Bobby P. C. Koeleman scite author profile

Activated protein C (APC) is a serine protease with potent anticoagulant properties, which is formed in blood on the endothelium from an inactive precursor. During normal haemostasis, APC limits clot formation by proteolytic inactivation of factors Va and VIIIa (ref. 2). To do this efficiently the enzyme needs a nonenzymatic cofactor, protein S (ref. 3). Recently it was found that the anticoagulant response to APC (APC resistance) was very weak in the plasma of 21% of unselected consecutive patients with thrombosis and about 50% of selected patients with a personal or family history of thrombosis; moreover, 5% of healthy individuals show APC resistance, which is associated with a sevenfold increase in the risk for deep vein thrombosis.

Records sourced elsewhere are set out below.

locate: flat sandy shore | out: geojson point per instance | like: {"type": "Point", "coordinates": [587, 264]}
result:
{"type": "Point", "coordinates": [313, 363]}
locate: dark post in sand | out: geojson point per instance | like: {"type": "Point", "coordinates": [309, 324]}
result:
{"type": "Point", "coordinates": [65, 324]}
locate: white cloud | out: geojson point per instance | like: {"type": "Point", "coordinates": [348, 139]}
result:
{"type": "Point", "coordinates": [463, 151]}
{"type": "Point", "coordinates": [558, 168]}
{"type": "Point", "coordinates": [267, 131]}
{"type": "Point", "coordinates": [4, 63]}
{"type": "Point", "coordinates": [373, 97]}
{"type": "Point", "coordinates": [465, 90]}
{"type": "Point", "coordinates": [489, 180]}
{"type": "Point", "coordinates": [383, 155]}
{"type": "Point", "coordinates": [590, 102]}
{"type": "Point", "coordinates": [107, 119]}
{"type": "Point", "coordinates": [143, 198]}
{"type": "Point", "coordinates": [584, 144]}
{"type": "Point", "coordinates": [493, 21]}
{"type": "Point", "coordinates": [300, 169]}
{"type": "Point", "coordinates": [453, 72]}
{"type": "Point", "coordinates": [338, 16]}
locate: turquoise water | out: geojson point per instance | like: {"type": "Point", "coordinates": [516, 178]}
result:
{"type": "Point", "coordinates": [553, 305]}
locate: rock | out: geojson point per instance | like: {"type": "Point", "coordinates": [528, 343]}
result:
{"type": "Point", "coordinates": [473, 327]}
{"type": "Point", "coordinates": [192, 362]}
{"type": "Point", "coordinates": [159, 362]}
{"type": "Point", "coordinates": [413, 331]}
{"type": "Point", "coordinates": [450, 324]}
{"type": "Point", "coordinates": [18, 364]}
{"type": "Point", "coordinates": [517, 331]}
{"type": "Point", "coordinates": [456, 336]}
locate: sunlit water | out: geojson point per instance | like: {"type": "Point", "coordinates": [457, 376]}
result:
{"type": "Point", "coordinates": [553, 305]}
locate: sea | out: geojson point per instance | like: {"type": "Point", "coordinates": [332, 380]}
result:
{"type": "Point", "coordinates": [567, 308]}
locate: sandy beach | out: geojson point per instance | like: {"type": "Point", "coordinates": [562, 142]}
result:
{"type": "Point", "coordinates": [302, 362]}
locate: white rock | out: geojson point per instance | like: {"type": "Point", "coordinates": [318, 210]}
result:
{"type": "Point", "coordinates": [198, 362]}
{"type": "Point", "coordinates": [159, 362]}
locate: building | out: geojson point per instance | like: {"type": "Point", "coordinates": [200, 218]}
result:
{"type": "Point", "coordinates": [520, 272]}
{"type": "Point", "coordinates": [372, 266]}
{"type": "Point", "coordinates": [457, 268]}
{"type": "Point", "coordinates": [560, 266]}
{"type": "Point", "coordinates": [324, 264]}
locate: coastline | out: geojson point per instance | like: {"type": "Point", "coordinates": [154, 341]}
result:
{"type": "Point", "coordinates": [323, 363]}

Here we demonstrate that the phenotype of APC resistance is associated with heterozygosity or homozygosity for a single point mutation in the factor V gene (at nucleotide position 1,691, G-->A substitution) which predicts the synthesis of a factor V molecule (FV Q506, or FV Leiden) that is not properly inactivated by APC. The allelic frequency of the mutation in the Dutch population is approximately 2% and is at least tenfold higher than that of all other known genetic risk factors for thrombosis (protein C (ref. 8), protein S (ref. 9), antithrombin10 deficiency) together.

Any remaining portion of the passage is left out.